Let $(X, \Sigma_X)$ and $(Y, \Sigma_Y)$ be measurable spaces. (I'm happy to restrict this to standard Borel spaces.)
Suppose there are finite measures $\mu$ and $\nu$ on $X$ and a finite kernel $k$ from $X$ to $Y$ (i.e. $k : X \times \Sigma_Y \to \mathbb{R}$).

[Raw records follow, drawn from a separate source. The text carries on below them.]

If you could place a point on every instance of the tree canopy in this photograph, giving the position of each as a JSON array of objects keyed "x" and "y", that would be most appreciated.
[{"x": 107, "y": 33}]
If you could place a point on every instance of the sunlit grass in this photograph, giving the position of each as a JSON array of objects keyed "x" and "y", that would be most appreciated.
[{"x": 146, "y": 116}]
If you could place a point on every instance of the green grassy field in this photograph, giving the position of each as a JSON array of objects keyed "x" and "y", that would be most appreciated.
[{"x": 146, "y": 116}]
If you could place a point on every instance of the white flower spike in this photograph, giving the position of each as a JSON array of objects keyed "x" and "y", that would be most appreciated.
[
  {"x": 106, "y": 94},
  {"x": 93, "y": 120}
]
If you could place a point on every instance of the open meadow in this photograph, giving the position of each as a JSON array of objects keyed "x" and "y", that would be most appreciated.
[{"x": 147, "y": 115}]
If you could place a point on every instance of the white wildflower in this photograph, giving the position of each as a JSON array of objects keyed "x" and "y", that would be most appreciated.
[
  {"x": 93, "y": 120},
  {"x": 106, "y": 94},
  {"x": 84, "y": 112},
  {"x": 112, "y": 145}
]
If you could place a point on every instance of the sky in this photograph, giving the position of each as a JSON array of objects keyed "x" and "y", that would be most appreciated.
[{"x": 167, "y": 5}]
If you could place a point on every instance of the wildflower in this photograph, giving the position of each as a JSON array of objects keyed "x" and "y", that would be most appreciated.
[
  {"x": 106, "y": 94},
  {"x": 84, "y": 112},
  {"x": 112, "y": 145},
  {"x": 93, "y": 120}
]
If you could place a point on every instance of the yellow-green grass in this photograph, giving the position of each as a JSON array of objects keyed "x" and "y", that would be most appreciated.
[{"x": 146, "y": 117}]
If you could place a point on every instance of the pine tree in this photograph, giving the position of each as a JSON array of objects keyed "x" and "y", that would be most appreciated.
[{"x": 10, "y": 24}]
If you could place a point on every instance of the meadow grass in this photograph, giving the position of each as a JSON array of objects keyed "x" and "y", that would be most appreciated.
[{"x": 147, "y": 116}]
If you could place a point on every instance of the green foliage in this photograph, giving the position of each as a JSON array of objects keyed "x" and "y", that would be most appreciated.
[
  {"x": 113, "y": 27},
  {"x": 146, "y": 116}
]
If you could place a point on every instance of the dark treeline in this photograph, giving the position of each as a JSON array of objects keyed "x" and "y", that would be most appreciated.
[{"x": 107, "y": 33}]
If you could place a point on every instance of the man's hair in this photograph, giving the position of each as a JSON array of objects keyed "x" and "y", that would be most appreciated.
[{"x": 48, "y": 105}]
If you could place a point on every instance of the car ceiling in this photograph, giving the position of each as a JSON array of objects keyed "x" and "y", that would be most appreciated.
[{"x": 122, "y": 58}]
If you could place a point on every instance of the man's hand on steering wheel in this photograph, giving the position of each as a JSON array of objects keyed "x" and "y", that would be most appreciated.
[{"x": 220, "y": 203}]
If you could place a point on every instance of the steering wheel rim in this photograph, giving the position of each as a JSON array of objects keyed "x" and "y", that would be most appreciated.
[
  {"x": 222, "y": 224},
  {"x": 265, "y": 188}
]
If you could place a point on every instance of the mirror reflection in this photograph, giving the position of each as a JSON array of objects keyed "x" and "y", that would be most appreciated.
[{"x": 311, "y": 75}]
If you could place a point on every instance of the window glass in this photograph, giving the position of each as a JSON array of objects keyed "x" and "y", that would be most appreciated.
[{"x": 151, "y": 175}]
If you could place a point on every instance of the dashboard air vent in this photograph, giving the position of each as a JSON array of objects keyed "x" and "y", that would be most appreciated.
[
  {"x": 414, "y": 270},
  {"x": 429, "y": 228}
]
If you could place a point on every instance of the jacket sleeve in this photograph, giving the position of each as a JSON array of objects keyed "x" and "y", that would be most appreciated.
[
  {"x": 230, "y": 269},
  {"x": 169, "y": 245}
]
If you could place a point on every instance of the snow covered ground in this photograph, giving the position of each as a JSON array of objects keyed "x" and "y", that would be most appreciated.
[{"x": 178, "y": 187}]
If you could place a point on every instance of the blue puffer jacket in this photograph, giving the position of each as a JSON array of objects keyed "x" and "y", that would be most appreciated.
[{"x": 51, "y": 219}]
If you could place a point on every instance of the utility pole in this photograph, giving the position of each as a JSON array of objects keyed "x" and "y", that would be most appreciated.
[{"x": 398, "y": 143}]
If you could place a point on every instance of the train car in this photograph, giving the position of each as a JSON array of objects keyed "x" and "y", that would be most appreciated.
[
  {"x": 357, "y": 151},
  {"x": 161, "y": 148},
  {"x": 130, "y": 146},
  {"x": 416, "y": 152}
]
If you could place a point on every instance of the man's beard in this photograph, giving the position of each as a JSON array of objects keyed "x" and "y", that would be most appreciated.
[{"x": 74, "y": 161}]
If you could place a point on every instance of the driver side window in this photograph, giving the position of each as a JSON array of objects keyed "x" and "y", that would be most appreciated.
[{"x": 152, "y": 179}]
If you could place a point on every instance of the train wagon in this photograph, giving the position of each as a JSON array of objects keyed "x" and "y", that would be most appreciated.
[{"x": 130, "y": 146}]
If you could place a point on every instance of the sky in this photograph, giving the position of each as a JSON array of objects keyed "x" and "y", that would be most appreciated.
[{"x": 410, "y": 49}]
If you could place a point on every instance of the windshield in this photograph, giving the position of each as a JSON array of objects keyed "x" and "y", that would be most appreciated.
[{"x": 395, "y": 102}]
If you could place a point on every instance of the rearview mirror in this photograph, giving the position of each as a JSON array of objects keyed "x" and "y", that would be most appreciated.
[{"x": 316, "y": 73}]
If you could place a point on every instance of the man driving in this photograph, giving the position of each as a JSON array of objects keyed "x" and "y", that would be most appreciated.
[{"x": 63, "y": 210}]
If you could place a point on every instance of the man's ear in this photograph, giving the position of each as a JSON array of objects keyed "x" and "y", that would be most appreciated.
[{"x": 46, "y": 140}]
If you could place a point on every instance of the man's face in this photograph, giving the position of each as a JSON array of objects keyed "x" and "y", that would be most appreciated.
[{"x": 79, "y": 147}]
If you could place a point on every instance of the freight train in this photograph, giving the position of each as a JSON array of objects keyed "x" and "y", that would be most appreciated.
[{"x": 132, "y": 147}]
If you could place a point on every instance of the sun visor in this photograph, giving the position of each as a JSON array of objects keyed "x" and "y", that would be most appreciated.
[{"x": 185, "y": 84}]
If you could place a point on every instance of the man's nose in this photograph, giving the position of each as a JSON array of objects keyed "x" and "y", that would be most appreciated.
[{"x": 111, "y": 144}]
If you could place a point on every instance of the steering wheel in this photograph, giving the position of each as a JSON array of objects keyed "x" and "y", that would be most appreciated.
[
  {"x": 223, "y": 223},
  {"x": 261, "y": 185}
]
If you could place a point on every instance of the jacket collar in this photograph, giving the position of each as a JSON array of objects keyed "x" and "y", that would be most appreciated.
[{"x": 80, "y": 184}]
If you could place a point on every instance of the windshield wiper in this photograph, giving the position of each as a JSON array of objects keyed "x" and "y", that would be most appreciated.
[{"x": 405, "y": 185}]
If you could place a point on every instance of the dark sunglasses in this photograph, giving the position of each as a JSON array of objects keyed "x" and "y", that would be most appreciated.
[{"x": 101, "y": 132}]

Suppose $f, g : X \times Y \to \mathbb{R}$ are such that for all $y \in Y$, $$ \int_X f(x, y) \mu(dx) = \int_X g(x, y)\nu(dx)$$
Does the following equality hold? $$ \int_X \int_Y f(x, y) k(x, dy) \mu(dx) = \int_X \int_Y g(x, y) k(x, dy) \nu(dx)$$
Not true. Let $X=Y=(-1,1)$ with the Borel sigma algebra. Let $k(x,A)=(1+x) \lambda (A)$, (where $\lambda$ is the Lebesgue measure), $\mu=\lambda$ and $\nu =2\mu$. Let $f(x,y)=x$ and $g(x,y)=xy$. Then $\int f(x,y)d\mu (x)=0=\int g(x,y) d\nu (x)$. But the conclusion does not hold.